Configure RocksDBStateStoreProvider to be the StateStoreProvider in spark-shell.

./bin/spark-shell \
  --conf spark.sql.streaming.stateStore.providerClass=org.apache.spark.sql.execution.streaming.state.RocksDBStateStoreProvider

Send Records

val events = spark
  .readStream
  .format("rate")
  .load
  .withColumnRenamed("timestamp", "event_time")
  .withColumn("gid", $"value" % 5) // create 5 groups

Define Windowed Streaming Aggregation

The streaming query uses Update output mode with a streaming watermark.

val windowed = events
  .withWatermark(eventTime = "event_time", delayThreshold = "10 seconds")
  .groupBy(
    $"gid",
    window(
      timeColumn = $"event_time",
      windowDuration = "5 seconds"))
  .agg(
    collect_list("value") as "vs")
windowed.printSchema
root
 |-- gid: long (nullable = true)
 |-- window: struct (nullable = false)
 |    |-- start: timestamp (nullable = true)
 |    |-- end: timestamp (nullable = true)
 |-- vs: array (nullable = false)
 |    |-- element: long (containsNull = false)

Start Streaming Query

import java.time.Clock
val timeOffset = Clock.systemUTC.instant.getEpochSecond
val queryName = s"Demo: RocksDB for Streaming Aggregation ($timeOffset)"
val checkpointLocation = s"/tmp/demo-checkpoint-$timeOffset"

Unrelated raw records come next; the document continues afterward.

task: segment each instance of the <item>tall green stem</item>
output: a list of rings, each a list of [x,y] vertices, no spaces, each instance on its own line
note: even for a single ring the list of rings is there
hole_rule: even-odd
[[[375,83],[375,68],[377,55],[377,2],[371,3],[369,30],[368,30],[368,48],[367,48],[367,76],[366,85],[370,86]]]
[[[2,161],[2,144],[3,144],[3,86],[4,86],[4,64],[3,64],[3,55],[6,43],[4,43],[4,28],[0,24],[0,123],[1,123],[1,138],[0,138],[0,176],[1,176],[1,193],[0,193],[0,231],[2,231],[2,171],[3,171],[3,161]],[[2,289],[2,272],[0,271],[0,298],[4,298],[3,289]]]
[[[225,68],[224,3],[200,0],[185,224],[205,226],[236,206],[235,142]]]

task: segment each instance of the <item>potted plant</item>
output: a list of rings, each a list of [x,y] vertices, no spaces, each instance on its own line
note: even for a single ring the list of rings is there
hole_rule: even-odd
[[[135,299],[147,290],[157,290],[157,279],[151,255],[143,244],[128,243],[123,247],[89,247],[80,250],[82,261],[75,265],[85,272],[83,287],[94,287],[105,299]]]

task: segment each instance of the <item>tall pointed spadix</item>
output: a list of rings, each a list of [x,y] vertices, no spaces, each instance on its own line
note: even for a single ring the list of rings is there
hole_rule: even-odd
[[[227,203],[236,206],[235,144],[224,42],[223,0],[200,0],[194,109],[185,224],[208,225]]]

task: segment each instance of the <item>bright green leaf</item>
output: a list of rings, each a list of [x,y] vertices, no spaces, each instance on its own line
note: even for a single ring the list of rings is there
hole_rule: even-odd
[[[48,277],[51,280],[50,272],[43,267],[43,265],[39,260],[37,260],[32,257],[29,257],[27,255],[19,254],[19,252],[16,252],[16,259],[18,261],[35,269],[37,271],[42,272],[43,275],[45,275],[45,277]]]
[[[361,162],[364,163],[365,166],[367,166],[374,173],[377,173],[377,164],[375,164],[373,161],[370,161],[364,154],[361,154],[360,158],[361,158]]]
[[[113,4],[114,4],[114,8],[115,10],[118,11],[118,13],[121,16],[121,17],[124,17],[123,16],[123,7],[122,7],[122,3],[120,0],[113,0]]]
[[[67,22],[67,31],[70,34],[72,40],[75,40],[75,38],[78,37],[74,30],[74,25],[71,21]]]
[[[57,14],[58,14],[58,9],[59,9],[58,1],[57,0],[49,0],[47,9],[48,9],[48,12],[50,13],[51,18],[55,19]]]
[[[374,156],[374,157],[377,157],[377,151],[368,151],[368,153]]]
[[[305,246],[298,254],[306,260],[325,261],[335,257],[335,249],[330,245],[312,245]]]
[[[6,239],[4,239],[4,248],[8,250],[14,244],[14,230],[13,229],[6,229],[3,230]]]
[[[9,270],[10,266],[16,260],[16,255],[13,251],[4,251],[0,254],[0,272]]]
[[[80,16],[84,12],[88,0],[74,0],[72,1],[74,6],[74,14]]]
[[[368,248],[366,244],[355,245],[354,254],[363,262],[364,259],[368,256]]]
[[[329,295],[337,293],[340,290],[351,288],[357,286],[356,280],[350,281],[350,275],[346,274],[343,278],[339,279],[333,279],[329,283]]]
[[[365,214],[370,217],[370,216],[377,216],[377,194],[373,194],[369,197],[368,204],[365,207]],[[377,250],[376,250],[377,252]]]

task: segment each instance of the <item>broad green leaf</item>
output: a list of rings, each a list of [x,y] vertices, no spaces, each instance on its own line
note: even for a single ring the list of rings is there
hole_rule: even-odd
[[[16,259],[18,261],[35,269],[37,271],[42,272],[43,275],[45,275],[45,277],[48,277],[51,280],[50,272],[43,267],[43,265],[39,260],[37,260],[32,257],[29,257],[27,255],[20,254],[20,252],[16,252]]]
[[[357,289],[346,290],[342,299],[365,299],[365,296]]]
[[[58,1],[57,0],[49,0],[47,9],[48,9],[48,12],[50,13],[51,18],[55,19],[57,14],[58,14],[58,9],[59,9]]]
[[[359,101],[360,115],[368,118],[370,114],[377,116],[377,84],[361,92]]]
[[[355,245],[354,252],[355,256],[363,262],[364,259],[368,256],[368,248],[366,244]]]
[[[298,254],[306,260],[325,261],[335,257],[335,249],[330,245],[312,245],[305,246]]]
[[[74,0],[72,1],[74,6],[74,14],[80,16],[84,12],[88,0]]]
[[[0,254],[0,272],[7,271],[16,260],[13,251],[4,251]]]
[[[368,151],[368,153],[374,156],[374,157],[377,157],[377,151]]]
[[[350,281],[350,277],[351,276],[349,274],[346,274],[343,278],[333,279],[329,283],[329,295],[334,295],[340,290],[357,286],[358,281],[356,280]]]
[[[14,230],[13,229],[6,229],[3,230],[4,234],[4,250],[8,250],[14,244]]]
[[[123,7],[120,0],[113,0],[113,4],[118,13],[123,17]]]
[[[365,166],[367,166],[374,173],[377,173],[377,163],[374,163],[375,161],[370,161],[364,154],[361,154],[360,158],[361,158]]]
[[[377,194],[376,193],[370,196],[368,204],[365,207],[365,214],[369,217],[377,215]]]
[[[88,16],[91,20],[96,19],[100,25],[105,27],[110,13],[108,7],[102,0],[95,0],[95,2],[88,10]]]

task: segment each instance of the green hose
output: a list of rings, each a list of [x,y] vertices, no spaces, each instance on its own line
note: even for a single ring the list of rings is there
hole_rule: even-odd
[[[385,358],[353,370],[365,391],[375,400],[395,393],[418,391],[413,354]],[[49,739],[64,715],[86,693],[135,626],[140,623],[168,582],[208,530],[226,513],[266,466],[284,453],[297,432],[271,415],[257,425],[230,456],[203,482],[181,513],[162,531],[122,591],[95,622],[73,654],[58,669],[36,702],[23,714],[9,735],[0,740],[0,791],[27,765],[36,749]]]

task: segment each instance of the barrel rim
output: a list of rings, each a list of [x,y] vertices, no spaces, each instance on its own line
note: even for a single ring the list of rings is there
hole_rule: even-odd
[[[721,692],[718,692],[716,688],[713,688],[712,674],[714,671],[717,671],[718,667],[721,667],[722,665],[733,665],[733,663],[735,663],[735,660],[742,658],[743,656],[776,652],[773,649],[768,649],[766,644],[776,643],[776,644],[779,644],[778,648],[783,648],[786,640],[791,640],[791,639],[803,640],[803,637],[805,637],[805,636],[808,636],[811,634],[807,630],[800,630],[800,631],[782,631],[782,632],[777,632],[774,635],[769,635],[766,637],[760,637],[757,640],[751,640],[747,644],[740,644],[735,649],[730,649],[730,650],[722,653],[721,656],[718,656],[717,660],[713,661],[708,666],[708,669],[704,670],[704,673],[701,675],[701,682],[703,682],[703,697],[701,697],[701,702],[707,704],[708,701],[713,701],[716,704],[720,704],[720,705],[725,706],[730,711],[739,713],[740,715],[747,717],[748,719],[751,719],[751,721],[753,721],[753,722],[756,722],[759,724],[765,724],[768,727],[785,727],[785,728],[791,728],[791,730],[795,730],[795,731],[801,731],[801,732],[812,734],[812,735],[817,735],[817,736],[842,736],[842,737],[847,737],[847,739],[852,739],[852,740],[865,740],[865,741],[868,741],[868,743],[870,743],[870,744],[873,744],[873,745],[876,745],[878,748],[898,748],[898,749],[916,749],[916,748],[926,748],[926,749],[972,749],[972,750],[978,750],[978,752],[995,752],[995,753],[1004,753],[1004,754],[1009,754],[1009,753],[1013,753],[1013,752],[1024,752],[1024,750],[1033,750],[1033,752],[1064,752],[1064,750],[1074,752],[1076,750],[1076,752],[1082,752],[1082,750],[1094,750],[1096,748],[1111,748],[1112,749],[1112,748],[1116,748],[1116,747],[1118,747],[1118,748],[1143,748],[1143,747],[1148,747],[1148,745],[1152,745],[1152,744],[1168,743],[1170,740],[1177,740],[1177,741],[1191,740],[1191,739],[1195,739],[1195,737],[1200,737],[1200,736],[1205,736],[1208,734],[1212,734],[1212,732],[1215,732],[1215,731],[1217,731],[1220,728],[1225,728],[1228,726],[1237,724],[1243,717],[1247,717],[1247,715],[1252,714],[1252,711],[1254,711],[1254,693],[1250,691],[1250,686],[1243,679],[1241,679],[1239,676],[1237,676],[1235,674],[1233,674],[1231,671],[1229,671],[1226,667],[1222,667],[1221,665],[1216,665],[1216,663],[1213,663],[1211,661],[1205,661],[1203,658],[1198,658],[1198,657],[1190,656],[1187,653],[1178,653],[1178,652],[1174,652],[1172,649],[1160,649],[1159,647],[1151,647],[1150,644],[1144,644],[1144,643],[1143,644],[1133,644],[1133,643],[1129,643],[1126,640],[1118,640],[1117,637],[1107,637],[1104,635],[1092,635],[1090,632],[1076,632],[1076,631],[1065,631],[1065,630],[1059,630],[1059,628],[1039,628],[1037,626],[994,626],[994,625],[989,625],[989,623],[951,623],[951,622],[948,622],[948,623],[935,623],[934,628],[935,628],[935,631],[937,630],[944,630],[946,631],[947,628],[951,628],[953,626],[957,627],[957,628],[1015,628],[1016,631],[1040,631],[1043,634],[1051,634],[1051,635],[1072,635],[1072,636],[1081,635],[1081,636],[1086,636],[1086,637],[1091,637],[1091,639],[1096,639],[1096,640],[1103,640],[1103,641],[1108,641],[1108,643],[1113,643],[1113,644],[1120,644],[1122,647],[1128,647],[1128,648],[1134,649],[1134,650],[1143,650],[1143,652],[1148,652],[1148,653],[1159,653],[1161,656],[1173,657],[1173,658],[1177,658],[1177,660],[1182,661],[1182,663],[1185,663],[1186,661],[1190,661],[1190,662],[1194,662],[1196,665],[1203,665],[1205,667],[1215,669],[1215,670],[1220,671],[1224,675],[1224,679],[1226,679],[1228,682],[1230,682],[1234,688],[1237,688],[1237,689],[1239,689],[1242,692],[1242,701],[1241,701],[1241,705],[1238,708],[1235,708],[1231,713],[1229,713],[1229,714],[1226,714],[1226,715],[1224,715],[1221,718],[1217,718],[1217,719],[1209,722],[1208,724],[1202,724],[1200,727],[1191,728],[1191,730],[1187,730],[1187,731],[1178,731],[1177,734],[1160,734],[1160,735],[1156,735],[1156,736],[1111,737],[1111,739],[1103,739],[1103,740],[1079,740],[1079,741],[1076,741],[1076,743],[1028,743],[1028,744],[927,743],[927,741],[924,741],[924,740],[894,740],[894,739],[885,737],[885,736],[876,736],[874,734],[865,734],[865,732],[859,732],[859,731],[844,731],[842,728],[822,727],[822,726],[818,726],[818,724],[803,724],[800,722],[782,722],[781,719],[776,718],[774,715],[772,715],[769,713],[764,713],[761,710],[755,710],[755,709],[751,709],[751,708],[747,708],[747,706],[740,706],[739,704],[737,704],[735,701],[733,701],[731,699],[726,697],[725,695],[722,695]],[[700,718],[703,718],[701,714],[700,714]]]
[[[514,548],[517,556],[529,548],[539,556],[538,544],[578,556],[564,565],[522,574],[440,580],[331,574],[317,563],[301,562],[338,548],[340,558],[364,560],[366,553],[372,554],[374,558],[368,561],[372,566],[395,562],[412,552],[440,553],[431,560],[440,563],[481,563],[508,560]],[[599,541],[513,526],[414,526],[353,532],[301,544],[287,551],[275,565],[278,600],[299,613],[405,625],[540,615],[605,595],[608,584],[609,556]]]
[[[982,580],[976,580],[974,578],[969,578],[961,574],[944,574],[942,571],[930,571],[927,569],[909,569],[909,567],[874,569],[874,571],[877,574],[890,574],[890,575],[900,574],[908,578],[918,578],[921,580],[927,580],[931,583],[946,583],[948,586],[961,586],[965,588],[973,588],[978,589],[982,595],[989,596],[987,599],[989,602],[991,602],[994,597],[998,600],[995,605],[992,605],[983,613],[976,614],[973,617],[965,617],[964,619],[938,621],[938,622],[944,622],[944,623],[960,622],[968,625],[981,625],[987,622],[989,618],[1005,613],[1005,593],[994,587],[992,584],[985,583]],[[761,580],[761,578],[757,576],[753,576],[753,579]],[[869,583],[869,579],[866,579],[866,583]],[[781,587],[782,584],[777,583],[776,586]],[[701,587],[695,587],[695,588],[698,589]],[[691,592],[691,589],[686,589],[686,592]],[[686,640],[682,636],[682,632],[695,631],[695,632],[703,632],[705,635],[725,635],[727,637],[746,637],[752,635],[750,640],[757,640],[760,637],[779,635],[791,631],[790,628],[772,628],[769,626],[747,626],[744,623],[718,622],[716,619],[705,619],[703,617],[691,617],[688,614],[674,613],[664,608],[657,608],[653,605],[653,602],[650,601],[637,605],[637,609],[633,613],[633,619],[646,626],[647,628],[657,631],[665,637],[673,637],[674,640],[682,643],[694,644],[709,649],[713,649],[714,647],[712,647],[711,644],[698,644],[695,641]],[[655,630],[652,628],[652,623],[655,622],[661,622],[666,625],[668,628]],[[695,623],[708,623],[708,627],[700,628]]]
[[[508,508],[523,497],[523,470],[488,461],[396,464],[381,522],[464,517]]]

import scala.concurrent.duration._
import org.apache.spark.sql.streaming.OutputMode.Update
import org.apache.spark.sql.streaming.Trigger
val sq = windowed
  .writeStream
  .format("console")
  .option("checkpointLocation", checkpointLocation)
  .option("truncate", false)
  .outputMode(Update)
  .queryName(queryName)
  .trigger(Trigger.ProcessingTime(5.seconds))
  .start

The streaming query gets executed and prints out Batch 0 to the console.

-------------------------------------------
Batch: 0
-------------------------------------------
+---+------+---+-------+
|id |window|vs |seconds|
+---+------+---+-------+
+---+------+---+-------+

Cleanup

spark.streams.active.foreach(_.stop)